So back to movies! It's perhaps appropriate that the biggest movie screened to London-based critics this week was Denial, a razor-sharp true drama starring Rachel Weisz, Timothy Spall and Tom Wilkinson about a Holocaust denier challenged in a London court. It's powerfully well-made, and a riveting film. Lighter fare included the amusing, enjoyable backstage Broadway musical-comedy Opening Night, starring Topher Grace and Anne Heche; the multi-strand holiday comedy Shared Rooms, a slightly clunky film with some nice touches; and the quietly moving Canadian indigenous drama Fire Song. And there was also the opening movie at the London Korean Film Festival (3-27 Nov)...
The Truth Beneath
dir-scr Lee Kyoung-mi; with Son Ye-jin, Kim Ju-hyuk 16/Kor ***.
Korean filmmaker Lee Yyoung-mi takes an unusual approach to the usual mystery thriller, getting under the skin of her central character while bringing out the inherent corruption in politics. The result is a tangled story that twists and turns, but keeps its focus on the internal shifts in attitude rather than the big surprises. And there are plenty of those. So even if the filmmaking is sometimes deliberately tricky, this is a slick, sharp and thoroughly gripping drama.

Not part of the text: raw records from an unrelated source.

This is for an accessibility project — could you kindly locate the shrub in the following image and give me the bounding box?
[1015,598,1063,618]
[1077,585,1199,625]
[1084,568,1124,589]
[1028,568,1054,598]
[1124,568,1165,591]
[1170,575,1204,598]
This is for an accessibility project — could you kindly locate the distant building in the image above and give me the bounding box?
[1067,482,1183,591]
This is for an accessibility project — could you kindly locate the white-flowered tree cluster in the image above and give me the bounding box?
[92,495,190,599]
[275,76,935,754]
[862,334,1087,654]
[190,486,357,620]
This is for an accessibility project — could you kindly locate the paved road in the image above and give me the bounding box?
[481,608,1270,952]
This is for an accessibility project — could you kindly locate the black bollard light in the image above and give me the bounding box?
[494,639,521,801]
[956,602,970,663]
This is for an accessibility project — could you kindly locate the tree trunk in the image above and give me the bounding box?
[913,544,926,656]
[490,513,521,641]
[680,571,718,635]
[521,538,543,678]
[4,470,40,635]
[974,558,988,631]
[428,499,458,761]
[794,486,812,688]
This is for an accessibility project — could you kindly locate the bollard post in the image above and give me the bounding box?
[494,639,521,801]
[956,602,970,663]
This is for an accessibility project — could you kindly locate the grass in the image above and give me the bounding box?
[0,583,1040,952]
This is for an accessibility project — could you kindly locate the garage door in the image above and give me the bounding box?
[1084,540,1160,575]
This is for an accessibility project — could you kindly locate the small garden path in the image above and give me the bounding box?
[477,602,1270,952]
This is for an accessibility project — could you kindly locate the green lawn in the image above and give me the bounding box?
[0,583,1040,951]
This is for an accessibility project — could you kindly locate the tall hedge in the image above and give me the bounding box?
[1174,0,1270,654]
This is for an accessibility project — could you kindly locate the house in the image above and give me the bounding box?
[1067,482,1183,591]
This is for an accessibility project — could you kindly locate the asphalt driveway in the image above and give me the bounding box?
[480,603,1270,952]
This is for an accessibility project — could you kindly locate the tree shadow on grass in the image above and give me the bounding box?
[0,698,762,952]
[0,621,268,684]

Coming up this week, I have the Harry Potter prequel Fantastic Beasts and Where to Find Them, Ewan McGregor's directing debut American Pastoral, Miles Teller in Bleed for This and the Argentine drama Esteros. There are also awards-consideration screenings of Warren Beatty's Howard Hughes romance Rules Don't Apply and Joel Edgerton in the civil rights drama Loving.